Flowco in the UK and Renfro associates in the USA were further acquisitions in 2013, both adding to the company's service capabilities, and the Italian actuator manufacturer GT Attuatori Srl was also purchased. In 2014 Rotork acquired Young Tech Co. Ltd. (YTC), a Korean instrumentation manufacturer. In 2014 Rotork also acquired Xylem Flow Control Limited (XFC), based in Wolverhampton, UK, a leading manufacturer of solenoid valves and instruments under the Midland-ACS, Alcon Solenoid Valves and Landon Kingsway brands for £18 million. At the beginning of 2015 Rotork acquired part of Omas Teknik, its sales and service agent in Turkey. M&M International Srl, and Bifold Group were acquired in 2015.

Also in 2015 Rotork acquired Servo Moteurs Service, an actuator service business located in the South of France, as an important step forward in the development of Rotork's direct service offering to its customers and Roto Hammer, a manufacturer of custom-designed chain wheel manual valve operators based in Tulsa, Oklahoma, USA. In the beginning of 2016 Rotork acquired Mastergear, a leading manufacturer of manual and motorised gearboxes for valves, which has operations in Italy and the US, to strengthen its gearboxes offering.

Rotork acquired Hanbay in August 2023. The company designs and manufactures precise, miniature electric actuators that offer a compact profile and high torque design for small and instrument valves.

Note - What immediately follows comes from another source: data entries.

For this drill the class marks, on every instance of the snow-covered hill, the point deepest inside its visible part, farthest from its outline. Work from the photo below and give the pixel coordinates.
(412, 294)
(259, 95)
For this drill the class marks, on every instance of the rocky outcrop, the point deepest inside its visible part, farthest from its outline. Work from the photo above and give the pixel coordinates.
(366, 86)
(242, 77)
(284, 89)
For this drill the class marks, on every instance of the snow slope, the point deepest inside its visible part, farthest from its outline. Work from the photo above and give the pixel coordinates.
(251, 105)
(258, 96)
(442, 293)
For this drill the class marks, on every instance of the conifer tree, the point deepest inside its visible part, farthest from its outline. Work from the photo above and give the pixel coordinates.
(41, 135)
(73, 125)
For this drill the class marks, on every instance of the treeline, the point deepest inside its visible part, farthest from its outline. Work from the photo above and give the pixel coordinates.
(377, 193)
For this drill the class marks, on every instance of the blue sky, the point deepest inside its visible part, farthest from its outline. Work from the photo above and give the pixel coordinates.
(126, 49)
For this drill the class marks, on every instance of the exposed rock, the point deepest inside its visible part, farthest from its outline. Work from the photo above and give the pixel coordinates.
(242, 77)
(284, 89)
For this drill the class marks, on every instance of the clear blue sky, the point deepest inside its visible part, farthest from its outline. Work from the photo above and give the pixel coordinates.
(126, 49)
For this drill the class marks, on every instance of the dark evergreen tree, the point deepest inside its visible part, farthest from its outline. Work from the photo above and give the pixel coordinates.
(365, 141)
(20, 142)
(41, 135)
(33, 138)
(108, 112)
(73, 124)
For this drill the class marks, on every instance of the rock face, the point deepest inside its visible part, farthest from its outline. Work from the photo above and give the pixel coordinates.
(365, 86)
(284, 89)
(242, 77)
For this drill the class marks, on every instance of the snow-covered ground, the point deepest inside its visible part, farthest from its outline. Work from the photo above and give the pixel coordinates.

In March 2025, Rotork acquired Noah Actuation, a South Korean manufacturer of electric actuators. Headquartered in Seoul, Noah employs around 80 people and aligns with Rotork's end markets and key target segments.

In July 2026, ABB announced that it would acquire Rotork for $5.5 billion.

==Operations==
The company is a designer and manufacturer of industrial flow control products encompassing valve actuators, gearboxes, control systems, instrumentation and accessories.